You are given an m x n matrix grid, where m and n are even integers, and an integer k representing the number of rotations. The matrix is composed of several concentric layers, each treated as an array. For example, in a 4x4 matrix, the outermost layer consists of the elements at the boundary, and the next inner layer consists of the elements inside that boundary. Your task is to cyclically rotate the layers of the matrix counter-clockwise by k steps.

A cyclic rotation of each layer means that each element in the layer shifts to the adjacent element in a counter-clockwise direction. For example, for a given layer, the top-left element will move to the top-right position, and so on. The number of rotations k can be very large, so you need to handle the computation efficiently, possibly reducing redundant rotations.

Examples

Example 1

Input: grid = [[40,10],[30,20]], k = 1

Output: [[10,20],[40,30]]

The figures above represent the grid at every state.

Example 2

Input: grid = [[1,2,3,4],[5,6,7,8],[9,10,11,12],[13,14,15,16]], k = 2

Output: [[3,4,8,12],[2,11,10,16],[1,7,6,15],[5,9,13,14]]

The figures above represent the grid at every state.

Constraints

m == grid.length
n == grid[i].length
2 <= m, n <= 50
Both m and n are even integers.
1 <= grid[i][j] <= 5000
1 <= k <= 109

Solution Approach

Extract Each Layer

The first step is to break the matrix into separate layers, where each layer represents an array of elements in a counter-clockwise fashion. This will allow us to treat each layer independently while rotating it.

Handle Large k Values

Since the number of rotations k can be very large, you should compute the effective rotations by using the modulo operation with the length of the layer. This will prevent unnecessary rotations and optimize the solution.

Rebuild the Matrix

After performing the rotations on each layer, rebuild the matrix by placing the rotated layers back in their respective positions. This will give the final matrix after all rotations.

Complexity Analysis

Metric	Value
Time	Depends on the final approach
Space	Depends on the final approach

The time complexity depends on the number of elements in the matrix and the number of rotations. Extracting each layer and performing the rotation both take linear time in terms of the number of elements in the layer, while rebuilding the matrix is also linear in complexity. Therefore, the overall time complexity is O(m * n), where m and n are the matrix dimensions. Space complexity is O(m * n) due to the space required for storing the layers and rotated values.

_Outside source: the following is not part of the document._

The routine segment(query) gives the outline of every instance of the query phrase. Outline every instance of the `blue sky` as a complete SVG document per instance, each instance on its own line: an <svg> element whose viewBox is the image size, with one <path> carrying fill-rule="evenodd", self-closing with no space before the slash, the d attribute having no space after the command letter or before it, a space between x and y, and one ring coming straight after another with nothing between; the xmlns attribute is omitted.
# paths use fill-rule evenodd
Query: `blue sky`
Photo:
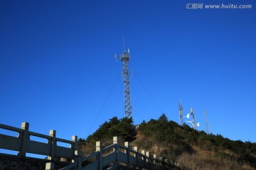
<svg viewBox="0 0 256 170"><path fill-rule="evenodd" d="M210 132L255 142L255 8L250 0L1 1L0 123L71 139L122 118L114 54L124 35L135 124L163 113L179 123L181 100L199 130L206 109Z"/></svg>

What Interviewers Usually Probe

Check if the candidate recognizes the need to break the matrix into individual layers for independent rotation.
Look for efficient handling of large k values, ensuring that the number of rotations is minimized using modulo.
Evaluate how well the candidate handles matrix reconstruction after the rotations are completed.

Common Pitfalls or Variants

Common pitfalls

Failing to account for large values of k and performing redundant rotations.
Incorrectly reconstructing the matrix after rotating the layers, potentially missing positions.
Overcomplicating the problem by treating the matrix as a whole rather than focusing on individual layers.

Follow-up variants

Rotating the matrix in the opposite direction (clockwise).
Working with an odd-dimensional matrix, requiring adjustments in layer extraction.
Rotating a matrix that is not square but rectangular.

FAQ

How can I handle large k values in the Cyclically Rotating a Grid problem?

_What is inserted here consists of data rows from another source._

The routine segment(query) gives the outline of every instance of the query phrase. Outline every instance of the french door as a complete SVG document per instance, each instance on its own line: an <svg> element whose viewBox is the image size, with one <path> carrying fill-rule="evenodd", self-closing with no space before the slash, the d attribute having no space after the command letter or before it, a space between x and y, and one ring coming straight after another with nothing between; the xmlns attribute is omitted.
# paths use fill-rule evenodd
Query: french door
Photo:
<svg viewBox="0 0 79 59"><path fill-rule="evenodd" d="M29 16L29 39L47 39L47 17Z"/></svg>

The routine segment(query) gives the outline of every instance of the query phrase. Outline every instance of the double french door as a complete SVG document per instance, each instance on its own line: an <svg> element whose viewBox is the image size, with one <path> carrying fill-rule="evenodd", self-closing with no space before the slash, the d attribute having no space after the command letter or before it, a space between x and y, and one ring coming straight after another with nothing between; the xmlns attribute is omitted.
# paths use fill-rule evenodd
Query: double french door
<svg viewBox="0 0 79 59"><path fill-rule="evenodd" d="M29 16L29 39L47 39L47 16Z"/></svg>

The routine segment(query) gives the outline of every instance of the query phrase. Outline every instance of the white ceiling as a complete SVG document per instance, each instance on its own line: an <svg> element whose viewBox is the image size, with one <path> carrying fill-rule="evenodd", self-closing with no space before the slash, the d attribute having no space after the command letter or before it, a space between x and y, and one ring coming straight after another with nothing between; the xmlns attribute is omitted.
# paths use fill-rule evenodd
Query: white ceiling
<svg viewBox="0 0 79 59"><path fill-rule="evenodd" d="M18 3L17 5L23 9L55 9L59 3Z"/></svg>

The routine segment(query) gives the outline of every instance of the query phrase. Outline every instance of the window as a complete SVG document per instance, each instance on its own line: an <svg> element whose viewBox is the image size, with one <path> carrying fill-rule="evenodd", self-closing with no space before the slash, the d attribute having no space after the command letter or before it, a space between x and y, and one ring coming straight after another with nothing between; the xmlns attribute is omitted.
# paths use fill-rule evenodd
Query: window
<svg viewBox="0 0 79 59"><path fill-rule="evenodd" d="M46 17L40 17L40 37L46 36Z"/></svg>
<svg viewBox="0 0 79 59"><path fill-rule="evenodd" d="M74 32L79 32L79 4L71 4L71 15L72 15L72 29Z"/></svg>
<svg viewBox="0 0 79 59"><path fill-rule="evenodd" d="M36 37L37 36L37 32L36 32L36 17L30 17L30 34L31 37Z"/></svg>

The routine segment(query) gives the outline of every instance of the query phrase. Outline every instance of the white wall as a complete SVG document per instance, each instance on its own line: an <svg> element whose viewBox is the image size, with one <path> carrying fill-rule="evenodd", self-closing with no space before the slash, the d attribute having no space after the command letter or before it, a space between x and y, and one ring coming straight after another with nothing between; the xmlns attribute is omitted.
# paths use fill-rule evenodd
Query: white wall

To handle large k values, reduce the number of rotations using the modulo operation with the length of the layer, ensuring you only perform necessary rotations.

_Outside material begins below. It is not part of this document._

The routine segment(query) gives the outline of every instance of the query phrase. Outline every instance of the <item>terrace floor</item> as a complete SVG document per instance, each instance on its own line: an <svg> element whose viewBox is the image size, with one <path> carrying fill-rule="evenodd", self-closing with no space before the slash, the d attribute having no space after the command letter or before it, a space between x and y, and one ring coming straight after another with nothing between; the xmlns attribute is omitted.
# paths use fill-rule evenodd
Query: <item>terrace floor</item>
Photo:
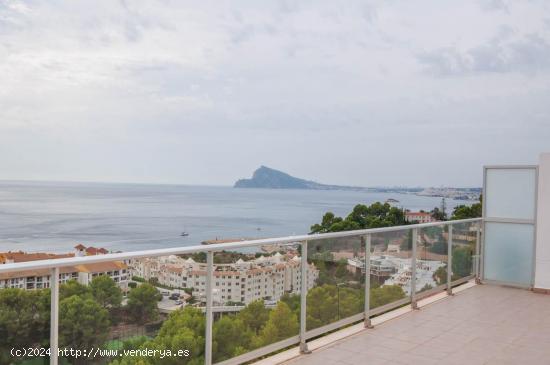
<svg viewBox="0 0 550 365"><path fill-rule="evenodd" d="M285 364L550 364L550 295L473 286Z"/></svg>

What is the most important step in solving the Cyclically Rotating a Grid problem?

The most important step is to break the matrix into layers and treat each layer as an independent array for rotation, making the problem manageable.

How do I reconstruct the matrix after rotating the layers?

Once the layers are rotated, place them back into their respective positions in the matrix to form the final rotated grid.

Can the Cyclically Rotating a Grid problem be solved with a time complexity better than O(m * n)?

No, since every element in the matrix must be touched at least once to rotate the layers, the time complexity is O(m * n).

What are some common mistakes when solving the Cyclically Rotating a Grid problem?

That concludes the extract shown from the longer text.